Two of the top names in Scottish music have unveiled plans for a new Scots festival that will model itself on the events established by composer Benjamin Britten in Aldeburgh in Suffolk and the St Magnus Festival.

The Cumnock Tryst, which will make its inaugural appearance in October next year, is the brainchild of composer James MacMillan, who will be its artistic director, and its patron is violinist Nicola Benedetti.

MacMillan hails from the town and Benedetti comes from nearby West Kilbride.

It is partly styled on St Magnus, which was created in the 1970s on Orkney by Sir Peter Maxwell Davies.

Yesterday's launch at Cumnock's Dumfries Arms Hotel revealed few details of who will be performing, but over 100 internationally-renowned artists will visit the town between October 2 and 5, 2014, and the full programme will be unveiled in the spring.
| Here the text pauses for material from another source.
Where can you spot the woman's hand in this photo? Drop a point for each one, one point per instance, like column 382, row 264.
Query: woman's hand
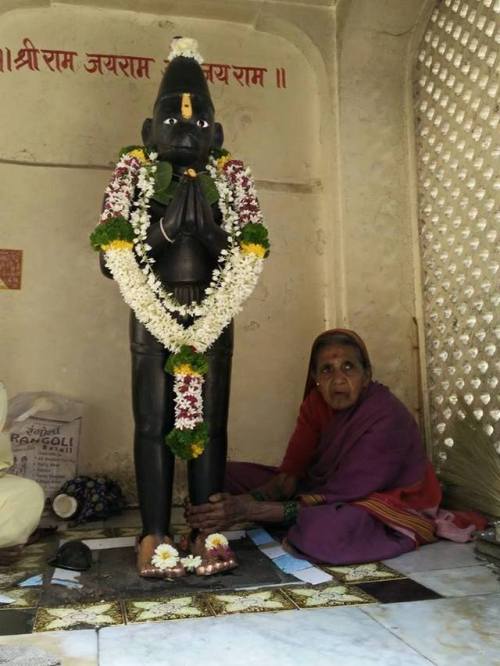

With local council leaders and representatives from the Holyrood and Westminster parliaments in attendance, the event emphasised the involvement of the community in the new festival, with Benedetti joining pupils from Greenmill Primary School as featured soloist in the musical performance that launched the festival.

"British composers are distinguished by their commitment to music in the community," said MacMillan. "I want this to be a mark of the Cumnock Tryst too."

Speaking at the opening of conference, Chamber Music Matters, at Glasgow Royal Concert Hall in June 2012, MacMillan recounted how exposure to chamber music through the recitals arranged by Cumnock Music Club had formed a crucial part of his early musical education.

He and his wife Lynne have been working to create the new event, which will aim to use music to promote the regeneration the area.

The first year's programme, in what is intended to become an annual event, will focus on choral music and writing for brass and silver bands, both of which are part of the heritage of the Ayrshire town.

"Things change, but the embers are waiting to be fanned to life," said MacMillan. "If this works, I will devote my life to it."

MacMillan will write "at least one new piece" for the first Tryst, and there will be commissions from other composers. The festival will use five venues, including Cumnock Academy, whose jazz orchestra welcomed people to yesterday's event, and the function room where the launch was held, which was the venue for Cumnock Music Club recitals.

Local churches St John the Evangelist and Cumnock Old will host concerts, and there will be chamber music in nearby Dumfries House.